The SEC Serves a Subpoena, or FINRA wants an OTR. Now what?
Introduction to SEC Subpoenas
If you are served with an SEC Subpoena, or just receive a letter or telephone call from the SEC or FINRA 8210 Request, that call or subpoena is a serious matter, regardless of how informal the caller claims to be. The SEC subpoena power is almost limitless, and you must carefully respond. Regulators can ask questions on nearly any topic they choose, and incorrect testimony can have serious repercussions. Keep Martha Stewart in mind, she went to jail for lying to the SEC, not for insider trading.
So too at FINRA. FINRA has the ability to send a request for testimony and documents to any person or entity that is registered with it. Again, there is virtually no limit to what they can ask, no meaningful way to object to the subpoena, and at FINRA no ability to take the Fifth or refuse to cooperate. If you do either of those, you will be permanently barred from the industry.
If the matter is not properly handled from the outset, the damage can be long lasting, and costly. The worst thing you can do is ignore it. The SEC will sue you in federal court, FINRA will bar you for life.
SEC Subpoena Power
The SEC subpoena power is granted under Section 19(c) of the Securities Act, Section 21(b) of the Securities Exchange Act, Section 209(b) of the Advisers Act, and Section 42(b) of the Investment Company Act. The Commission designates members of the staff to act as officers of the Commission in an investigation by issuing a Formal Order of Investigation (“formal order”).
The SEC Formal Order
The formal order is important and should be immediately requested once an sec subpoena is received. The formal order generally describes the nature of the investigation and it designates specific staff members to act as officers for the purposes of the investigation and empowers them to administer oaths and affirmations, subpoena witnesses, compel their attendance, take evidence, and require the production of documents and other materials. Formal investigative proceedings are nonpublic unless otherwise ordered by the Commission.

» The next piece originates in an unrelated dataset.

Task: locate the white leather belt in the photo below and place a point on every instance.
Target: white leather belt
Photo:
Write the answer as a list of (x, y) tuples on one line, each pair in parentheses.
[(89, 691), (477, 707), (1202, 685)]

While the SEC will not disclose the target of an investigation to a witness, or even his attorney, a knowledgeable lawyer can obtain SEC information that will lead to a reasonable idea of the witness’s role in the investigation and the scope of inquiry. FINRA will often attempt to keep the topics of the examination a secret too, by not disclosing the full scope of the investigation or review. Since there are very few rules which govern the conduct of a FINRA investigation, the event becomes a bit trickier, since one never knows exactly what the topic of discussion is going to be.
However, the process itself is not complicated but is important to understand. Where testimony is being compelled, the witness receives an SEC subpoena or an “8210 request” from FINRA. The testimony is given under oath and recorded by a court reporter or tape recording equipment, is usually taken by an SEC attorney at one of their regional offices. An investigator is also present, and other SEC staff may attend. The same is true for FINRA.
For an SEC Subpoena, in order for the staff attorney to subpoena a witness, there must be a Formal Order of Investigation. Witnesses who are subpoenaed to appear and give testimony are entitled to see the formal order, and it should be reviewed carefully. It contains information as to the scope of the investigation, when it began, and who is authorized to conduct it. Additionally, the formal order may contain information regarding staff conclusions and possible subjects of the investigation.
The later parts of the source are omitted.